Certain values of K are more reasonable than others. If K = 0 for example, we need a recipe of length 27 or 46, and 27 is too tight to expect the 3SL constellation and a clean splitter. I have found a number of recipes in the 32-36 glider range that nearly achieve the goal, so 46 would be needlessly wasteful (remembering that every rake fired also means a lot of downstream cleanup..)
That one other problem we swept under the rug
Earlier I said there was a 50% chance we can't match the NE gliders, because of requiring dx - dy = 4N + 2. Consider two splitters, A and B, where the K value of A is one greater than that of B, and which activate the same LWSS seed. If A is used, then the helix is 2 cells lower than if B is used, so dx - dy is changed by 2.
Consider instead two identical LWSS seeds built (1, -1) relative to one another. My adaptation to chris_c's program sought out a way to construct the seeds in one of the 5 hive-compatible positions, some of which had relative dx - dy of 4N + 2. For two of these seeds, their resulting helices also have dx - dy changed by 2.

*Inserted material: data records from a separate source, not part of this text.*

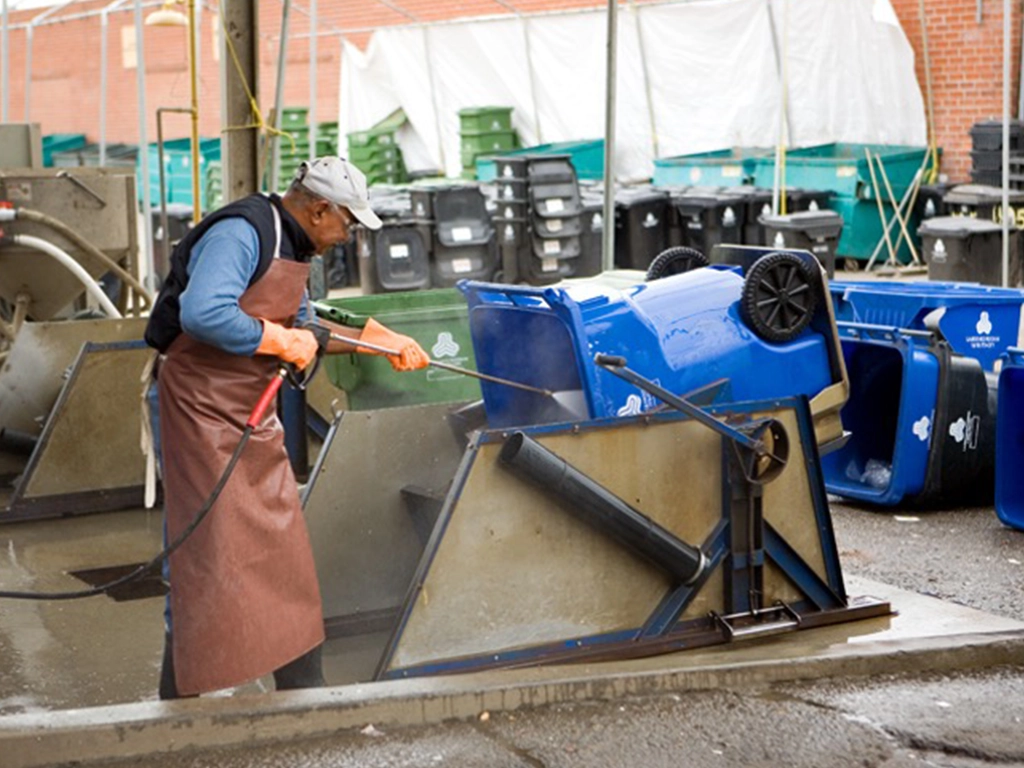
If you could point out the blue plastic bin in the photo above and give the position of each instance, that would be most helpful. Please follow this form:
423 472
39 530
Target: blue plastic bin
921 422
1010 440
587 157
683 332
721 168
981 322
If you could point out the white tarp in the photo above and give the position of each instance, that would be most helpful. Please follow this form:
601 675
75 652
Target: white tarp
713 79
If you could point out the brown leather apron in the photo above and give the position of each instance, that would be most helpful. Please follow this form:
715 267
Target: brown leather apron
245 598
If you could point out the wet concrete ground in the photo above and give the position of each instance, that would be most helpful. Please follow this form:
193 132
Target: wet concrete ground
958 721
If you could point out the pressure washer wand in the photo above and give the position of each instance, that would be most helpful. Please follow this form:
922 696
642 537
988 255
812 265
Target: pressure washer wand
446 367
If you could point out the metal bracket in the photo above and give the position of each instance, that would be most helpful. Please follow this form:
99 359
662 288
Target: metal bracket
758 623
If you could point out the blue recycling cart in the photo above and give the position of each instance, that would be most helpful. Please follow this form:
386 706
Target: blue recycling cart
1010 440
980 322
921 422
684 332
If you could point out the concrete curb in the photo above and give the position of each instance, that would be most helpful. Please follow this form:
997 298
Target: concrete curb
83 736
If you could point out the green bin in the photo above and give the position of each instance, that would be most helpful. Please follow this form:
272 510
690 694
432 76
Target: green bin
438 320
587 157
484 120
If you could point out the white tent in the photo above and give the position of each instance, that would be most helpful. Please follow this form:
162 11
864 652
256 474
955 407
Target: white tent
691 77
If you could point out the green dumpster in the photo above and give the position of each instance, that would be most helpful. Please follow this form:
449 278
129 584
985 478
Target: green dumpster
720 168
587 157
843 169
437 320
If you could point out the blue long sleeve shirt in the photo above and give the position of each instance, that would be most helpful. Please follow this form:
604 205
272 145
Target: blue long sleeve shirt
222 262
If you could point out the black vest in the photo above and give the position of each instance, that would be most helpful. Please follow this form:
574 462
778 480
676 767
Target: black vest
165 320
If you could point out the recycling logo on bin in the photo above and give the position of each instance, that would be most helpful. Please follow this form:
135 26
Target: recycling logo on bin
965 430
923 428
983 338
446 347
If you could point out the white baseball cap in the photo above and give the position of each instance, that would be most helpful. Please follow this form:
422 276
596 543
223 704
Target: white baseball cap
341 182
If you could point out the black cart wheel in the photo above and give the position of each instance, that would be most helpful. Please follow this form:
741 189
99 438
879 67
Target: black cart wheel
779 296
676 261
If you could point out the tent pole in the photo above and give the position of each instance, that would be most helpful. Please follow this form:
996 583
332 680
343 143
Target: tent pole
608 230
433 98
1006 142
271 137
5 64
143 146
646 78
312 82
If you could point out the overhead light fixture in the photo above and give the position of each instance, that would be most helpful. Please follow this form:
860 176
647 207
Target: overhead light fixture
167 16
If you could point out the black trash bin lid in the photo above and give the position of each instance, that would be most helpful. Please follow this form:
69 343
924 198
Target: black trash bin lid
978 194
960 226
823 223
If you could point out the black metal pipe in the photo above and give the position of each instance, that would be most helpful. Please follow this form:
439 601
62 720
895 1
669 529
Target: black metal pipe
17 442
601 509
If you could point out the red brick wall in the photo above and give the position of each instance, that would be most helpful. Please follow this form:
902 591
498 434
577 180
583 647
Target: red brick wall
966 62
967 69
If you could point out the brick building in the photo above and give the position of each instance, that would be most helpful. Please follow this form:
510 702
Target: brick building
965 45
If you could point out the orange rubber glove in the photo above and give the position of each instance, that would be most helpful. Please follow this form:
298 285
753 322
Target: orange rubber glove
411 355
293 345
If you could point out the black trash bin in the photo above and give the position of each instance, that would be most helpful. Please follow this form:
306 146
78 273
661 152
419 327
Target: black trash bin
930 201
465 245
641 226
396 257
591 237
958 248
816 231
709 217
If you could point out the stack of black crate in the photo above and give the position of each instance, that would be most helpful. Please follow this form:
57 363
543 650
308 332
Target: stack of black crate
986 154
540 220
463 244
396 257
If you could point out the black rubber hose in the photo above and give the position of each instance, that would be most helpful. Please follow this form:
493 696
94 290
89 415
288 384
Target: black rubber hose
601 509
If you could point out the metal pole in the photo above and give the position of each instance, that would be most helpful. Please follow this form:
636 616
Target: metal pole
240 28
194 90
278 94
312 81
646 78
103 27
5 64
146 246
608 231
1006 142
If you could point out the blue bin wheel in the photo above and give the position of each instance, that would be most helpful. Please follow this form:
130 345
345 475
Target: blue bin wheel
779 297
676 261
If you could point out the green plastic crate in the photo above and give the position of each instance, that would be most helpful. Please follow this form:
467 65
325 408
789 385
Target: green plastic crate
473 145
438 320
587 157
369 155
373 137
721 168
475 120
55 142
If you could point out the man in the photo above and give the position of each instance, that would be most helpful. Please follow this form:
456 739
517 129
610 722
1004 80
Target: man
244 597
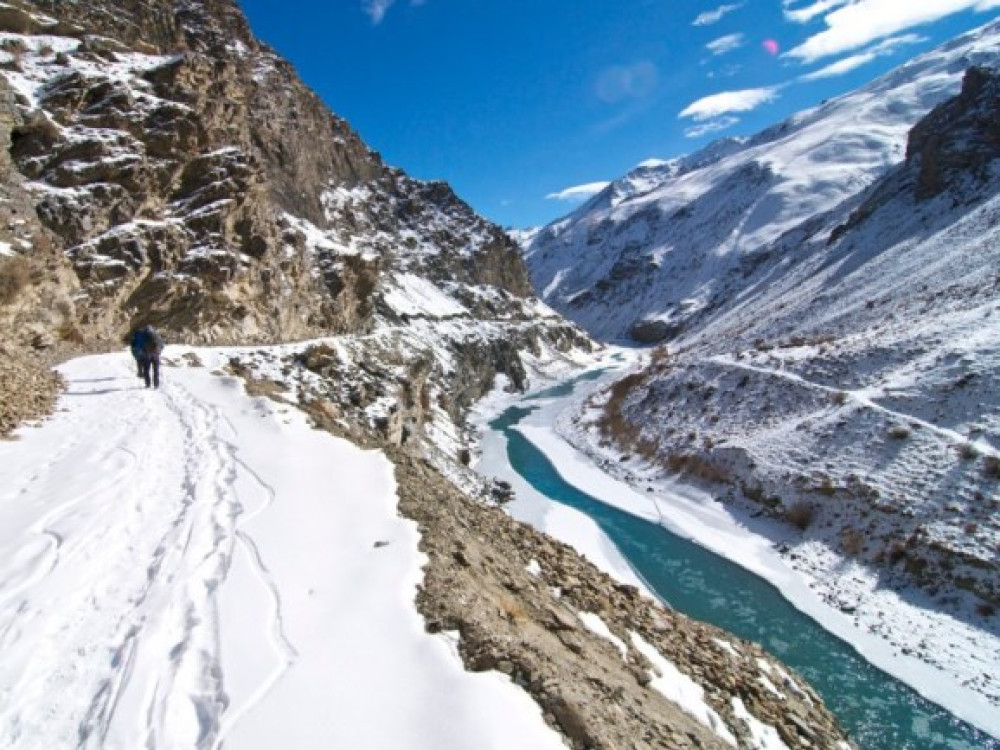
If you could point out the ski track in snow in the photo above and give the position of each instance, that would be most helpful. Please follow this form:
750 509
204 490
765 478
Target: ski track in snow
141 604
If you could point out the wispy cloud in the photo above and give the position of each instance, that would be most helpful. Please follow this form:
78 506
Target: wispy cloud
725 44
621 82
851 27
376 9
711 126
714 16
745 100
848 64
578 192
809 12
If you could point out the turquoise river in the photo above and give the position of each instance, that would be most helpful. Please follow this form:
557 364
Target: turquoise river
879 712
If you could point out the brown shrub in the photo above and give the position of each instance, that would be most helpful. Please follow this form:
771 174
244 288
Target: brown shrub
853 541
898 432
967 451
986 609
70 332
801 515
15 275
826 486
613 423
683 463
896 552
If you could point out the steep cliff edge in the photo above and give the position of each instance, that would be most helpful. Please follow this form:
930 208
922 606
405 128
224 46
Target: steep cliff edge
843 391
164 166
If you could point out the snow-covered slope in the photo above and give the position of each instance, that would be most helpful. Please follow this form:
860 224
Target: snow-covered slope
667 243
159 588
842 386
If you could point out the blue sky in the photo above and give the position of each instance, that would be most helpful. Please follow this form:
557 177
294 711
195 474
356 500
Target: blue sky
527 106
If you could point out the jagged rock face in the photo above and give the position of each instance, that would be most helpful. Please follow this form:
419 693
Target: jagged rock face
961 136
845 384
195 182
673 242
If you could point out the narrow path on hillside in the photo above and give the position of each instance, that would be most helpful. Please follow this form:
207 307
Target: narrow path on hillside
194 568
860 397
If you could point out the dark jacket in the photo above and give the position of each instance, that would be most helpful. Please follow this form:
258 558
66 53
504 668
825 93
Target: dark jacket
146 343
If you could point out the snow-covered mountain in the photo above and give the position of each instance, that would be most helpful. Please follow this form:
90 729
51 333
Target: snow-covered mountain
835 346
205 563
668 243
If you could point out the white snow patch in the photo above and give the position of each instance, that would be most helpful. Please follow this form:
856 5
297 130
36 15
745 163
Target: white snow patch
677 687
413 296
177 568
763 736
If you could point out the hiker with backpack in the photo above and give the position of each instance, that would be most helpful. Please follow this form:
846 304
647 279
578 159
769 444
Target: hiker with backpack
146 346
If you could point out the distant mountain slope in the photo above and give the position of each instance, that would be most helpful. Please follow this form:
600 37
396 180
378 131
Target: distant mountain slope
840 379
666 244
190 178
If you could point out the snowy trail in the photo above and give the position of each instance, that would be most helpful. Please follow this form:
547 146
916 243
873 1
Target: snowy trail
193 568
864 398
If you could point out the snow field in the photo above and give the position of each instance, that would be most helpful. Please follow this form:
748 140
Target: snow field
695 515
194 568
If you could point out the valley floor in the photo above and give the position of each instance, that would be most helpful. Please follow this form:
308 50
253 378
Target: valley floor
897 631
159 588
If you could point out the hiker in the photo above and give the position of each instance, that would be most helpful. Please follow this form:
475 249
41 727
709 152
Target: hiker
146 346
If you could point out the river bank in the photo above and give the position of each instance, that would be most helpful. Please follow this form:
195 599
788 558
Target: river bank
693 515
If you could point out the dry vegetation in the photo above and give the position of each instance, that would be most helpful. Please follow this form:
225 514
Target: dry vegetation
801 515
15 275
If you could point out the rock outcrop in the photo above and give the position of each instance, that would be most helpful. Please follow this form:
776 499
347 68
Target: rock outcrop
166 167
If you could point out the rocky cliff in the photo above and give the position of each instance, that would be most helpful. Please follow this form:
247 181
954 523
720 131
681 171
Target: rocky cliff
843 388
193 181
164 166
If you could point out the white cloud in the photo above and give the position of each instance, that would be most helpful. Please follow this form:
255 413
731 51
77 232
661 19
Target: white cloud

Thus, depending on where the seed is ultimately placed, there is an additional constraint on the parity of K. The route I have been investigating requires K be even, but if the other background search I have been running shows some promise for a different positioning of the seed then an odd K might be necessary. It's just important to know this constraint also exists and how to meet it.
Physics: sophistication from simplicity.